Numerical Notation: A Comparative History is a book by Stephen Chrisomalis that covers the histories of number systems used around the world. Based originally on the author's PhD thesis at McGill University, it was published by Cambridge University Press in 2010.

==Contents==
Chrisomalis classifies the number systems he describes into eight broad groups: Hieroglyphic, Levantine, Italic, Alphabetic, South Asian, Mesopotamian, East Asian, and Mesoamerican. In addition, he includes a separate chapter for "miscellaneous" systems that do not fit into any of the other groups. Each number system is illustrated in tabular form, and over a hundred systems are covered in all. Following these chapters, Chrisomalis then discusses regularities across number systems, and factors that have influenced how number systems have evolved.

==Reception==
Ivor Grattan-Guinness found that the book "establishes itself as a substantial achievement in the intersection of the history of mathematics with anthropology", reserving special praise for the chapters that reflect upon number-system evolution from social and cognitive perspectives. He noted that Chrisomalis could also have included the Braille system for writing numbers, as well as a possible predecessor to Roman numerals. Despite these omissions, he regarded the book as unparalleled in its comprehensiveness. G. E. R. Lloyd also deemed the book more comprehensive than prior works on the subject. Lloyd praised the detail and care of Chrisomalis' descriptions, observing that the emphasis which Chrisomalis put upon practical applications like commerce meant "rather less discussion than one might expect" about pure mathematics. Christophe Heintz called the book "quite an achievement in cultural evolutionary study", writing with approval of how Chrisomalis refrains from presenting a "grand theory" that would gloss over intricacies and details.

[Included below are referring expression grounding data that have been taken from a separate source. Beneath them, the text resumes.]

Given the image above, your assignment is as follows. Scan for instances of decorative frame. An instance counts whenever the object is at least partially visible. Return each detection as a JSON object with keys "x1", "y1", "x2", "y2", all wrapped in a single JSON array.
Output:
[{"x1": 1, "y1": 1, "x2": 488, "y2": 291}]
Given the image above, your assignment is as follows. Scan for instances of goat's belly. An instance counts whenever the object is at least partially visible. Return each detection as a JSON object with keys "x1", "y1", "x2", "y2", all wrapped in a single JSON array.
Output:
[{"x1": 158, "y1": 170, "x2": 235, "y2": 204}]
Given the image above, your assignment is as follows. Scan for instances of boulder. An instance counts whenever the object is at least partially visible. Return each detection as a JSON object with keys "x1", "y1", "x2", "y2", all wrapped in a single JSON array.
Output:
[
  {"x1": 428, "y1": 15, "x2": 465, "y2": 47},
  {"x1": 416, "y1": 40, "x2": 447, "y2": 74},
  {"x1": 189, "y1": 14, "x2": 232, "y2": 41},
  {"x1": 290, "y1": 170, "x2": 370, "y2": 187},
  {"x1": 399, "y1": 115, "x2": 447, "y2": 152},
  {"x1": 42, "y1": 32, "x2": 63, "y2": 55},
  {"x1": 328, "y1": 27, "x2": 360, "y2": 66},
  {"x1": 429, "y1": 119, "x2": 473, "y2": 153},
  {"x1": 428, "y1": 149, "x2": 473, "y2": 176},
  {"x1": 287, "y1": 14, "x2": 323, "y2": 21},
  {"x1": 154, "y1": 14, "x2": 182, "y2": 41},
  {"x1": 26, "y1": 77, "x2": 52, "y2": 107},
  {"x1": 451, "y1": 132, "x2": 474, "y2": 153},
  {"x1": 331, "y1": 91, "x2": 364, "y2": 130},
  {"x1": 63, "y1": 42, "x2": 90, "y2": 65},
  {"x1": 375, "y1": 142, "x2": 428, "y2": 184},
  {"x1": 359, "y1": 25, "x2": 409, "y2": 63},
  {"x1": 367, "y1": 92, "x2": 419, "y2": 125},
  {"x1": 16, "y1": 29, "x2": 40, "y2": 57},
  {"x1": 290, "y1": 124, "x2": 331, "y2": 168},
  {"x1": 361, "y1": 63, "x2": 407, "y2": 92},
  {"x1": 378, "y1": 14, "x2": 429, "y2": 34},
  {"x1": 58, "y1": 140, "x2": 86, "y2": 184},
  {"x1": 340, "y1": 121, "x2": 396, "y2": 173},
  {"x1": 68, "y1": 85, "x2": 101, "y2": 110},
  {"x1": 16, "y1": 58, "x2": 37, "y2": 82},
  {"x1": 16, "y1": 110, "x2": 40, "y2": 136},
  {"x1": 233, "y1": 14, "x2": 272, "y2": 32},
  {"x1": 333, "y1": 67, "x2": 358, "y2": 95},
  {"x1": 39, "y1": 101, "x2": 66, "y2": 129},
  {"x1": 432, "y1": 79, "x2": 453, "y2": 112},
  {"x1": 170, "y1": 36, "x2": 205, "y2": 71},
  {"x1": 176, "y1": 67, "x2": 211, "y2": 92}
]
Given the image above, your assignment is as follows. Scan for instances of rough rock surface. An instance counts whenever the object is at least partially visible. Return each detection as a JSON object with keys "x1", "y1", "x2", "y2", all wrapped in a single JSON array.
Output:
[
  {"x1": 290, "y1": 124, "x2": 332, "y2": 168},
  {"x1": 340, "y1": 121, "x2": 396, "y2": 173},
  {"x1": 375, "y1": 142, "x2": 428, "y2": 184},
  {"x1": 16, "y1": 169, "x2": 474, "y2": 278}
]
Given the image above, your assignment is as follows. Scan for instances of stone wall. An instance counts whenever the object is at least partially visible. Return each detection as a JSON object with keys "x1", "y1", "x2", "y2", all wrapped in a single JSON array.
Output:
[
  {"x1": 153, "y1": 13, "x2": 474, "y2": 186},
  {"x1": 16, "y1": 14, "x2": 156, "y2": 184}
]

Ernest Davis gave the book a positive review in SIAM News. For Davis, the most interesting aspect of the book was its discussion of the features that hold across all or nearly all of the number systems it covers, such as bases being multiples of ten. Davis found Chrisomalis' descriptions "impeccably clear, but unavoidably somewhat dry", the latter being alleviated by "fascinating historical and cultural tidbits along the way".

Reviewing the book for the Institute of Mathematics and its Applications, Eugene Kidwell described it as "comprehensive, encyclopaedic and scholarly", suggesting that it "will equally be of interest to the anthropologist, historian of science, or linguist". D. M. Hutton deemed the book "of great merit" and opined that it could either be read chapter-by-chapter or used as a reference work. Fernando Q. Gouvêa argued that it supersedes the treatment of ancient numeration in Florian Cajori's venerable mainstay, A History of Mathematical Notations.

Georg Schuppener found the book lacking in features likely to appeal to "the general public" and noted that Chrisomalis generally avoided the linguistics of number representation. Even so, he commented, the book "will become a landmark volume in numerical notations".